La vida juvenil de Ernst Jünger, su ardor guerrero e
imán hacia todo lo que significara peligro y aventura, dio para muchas páginas
enmarcadas en novelas y ensayos, para casi cien años de recuerdos
autobiográficos. En la novela “Juegos africanos”, publicada cuando su
reputación ya era considerable en la Alemania prenazi (1936), recordaba su
alistamiento secreto en la Legión Extranjera francesa, a los diecisiete años,
mediante un “alter ego” que describía con minuciosidad las miserias de los
soldados destinados en Argelia. A esta experiencia, idealizada por cuanto
Jünger quiso muy pronto escapar de su realidad burguesa familiar que le
incomodaba sobremanera y también de los estudios, le seguiría enseguida la de
la Gran Guerra, que a su vez le inspiraría la redacción de «Tempestades de
acero» (1920).
Estamos, pues, ante un Jünger que concibe sus
primeros libros con la exaltación de lo bélico como sacrificio personal en pos
de liberarse de las ataduras sociales. De tal modo que si en el volumen antes
referido, «África encarnaba la naturaleza salvaje, virgen e infranqueable y por
consiguiente un territorio donde el encuentro con lo extraordinario e
inesperado era harto probable», un lugar donde vivir sin afán de lucro y que se
relacionaba con la libertad simbólica del ser humano, este “Diario de guerra”,
inédito hasta el año 2010, será el culmen de semejante busca de un destino tan
imprevisible como trágico. De hecho, «es un milagro que Jünger sobreviviera a
los muchos y duros fuegos de tambor, a los continuos tiros de dispersión y a
los disparos dirigidos contra él personalmente, y todo ello sin quedar
mutilado», apunta Helmuth Kiesel, responsable de esta edición magnífica,
traducida por Carmen Gauger.
Diez millones de soldados y civiles muertos en toda
la Primera Guerra Mundial (dos millones de alemanes). Una media de edad de los
caídos de diecinueve años y medio. Y sin embargo, Jünger, aun padeciendo
catorce impactos de fusiles y granadas que le provocaron veinte cicatrices, se
mantuvo con vida –como ocurrirá también en su paso como oficial en la Segunda
Guerra– y le harían merecedor de la Medalla de Oro de Sufrimientos por la
Patria.

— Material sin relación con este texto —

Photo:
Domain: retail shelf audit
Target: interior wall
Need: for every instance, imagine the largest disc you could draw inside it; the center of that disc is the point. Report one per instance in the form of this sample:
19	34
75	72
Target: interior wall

Este diario, extraído de quince pequeñas libretas de apuntes que Jünger
conservó sin intención de publicar, sería donado por él mismo en 1995 al
Archivo de Literatura Alemana de Marbach, y serviría como material de estudio
académico sobre todo. Ahora, constituye públicamente un documento excepcional
para conocer por dentro las trincheras de guerra. “Escribo esto en un hoyo”,
dice el joven soldado cinco días después de llegar al frente, mientras a su
alrededor silban los proyectiles y pronto caerán compañeros.
Es sorprendente ver cómo a este Jünger de veintitrés
años le resulta indiferente la posibilidad de morir y ver morir. “En realidad,
la guerra me parecía más horrible de lo que en realidad es”, asegura al
comienzo, cuando tiene claro que “al que ha de tocarle, le toca”. Al final del
día, con gran disciplina, va escribiendo mil y un movimientos: órdenes de los
superiores, desplazamientos, muertes escalofriantes de muchachos en la flor de
la vida, entretenimientos varios… Todo con un tono informativo y frío,
funcional y sobrio. Así durante tres años y nueve meses, sin lamentarse por las
balas recibidas; todo lo contrario, casi celebrándolas: “Hoy hace un año de mi
herida. Veo aún cómo avanzábamos por aquella funesta zona del bosque, cómo nos
salieron al encuentro hombres chorreando sangre, destrozados”, escribe el 25 de
abril de 1916, y ni eso le desalienta: “Pero pese a todo eso quiero otra vez el
choque con el enemigo, cueste lo que cueste”.
Este masoquismo, por así decirlo, contrasta con otra
actividad, delicada, que desarrolló Jünger en aquel tiempo: la visión y
recogida de fauna y flora. Es esto lo que sí despierta en él palabras admirativas
y emocionadas, pues no en vano, tras la guerra, iniciaría estudios de zoología:
“Durante los dos últimos días, he recogido celosamente escarabajos. Esto es
maravilloso. Toda la 1120 está cubierta de setos de espinos blancos, en los que
hay un número infinito de flores”. Kiesel, incluso, incluye un apéndice en el
que, junto con comentarios y notas al diario, conocemos el “Libro de
coleópteros” que Jünger fue preparando a raíz de sus hallazgos en la zona donde
estaba destinado. Desarrollaba así una afición de niño, la única cosa que lo
ató a su padre, a su familia, antes de huir para guerrear, para sentir en carne
propia el riesgo de poder morir en cualquier instante.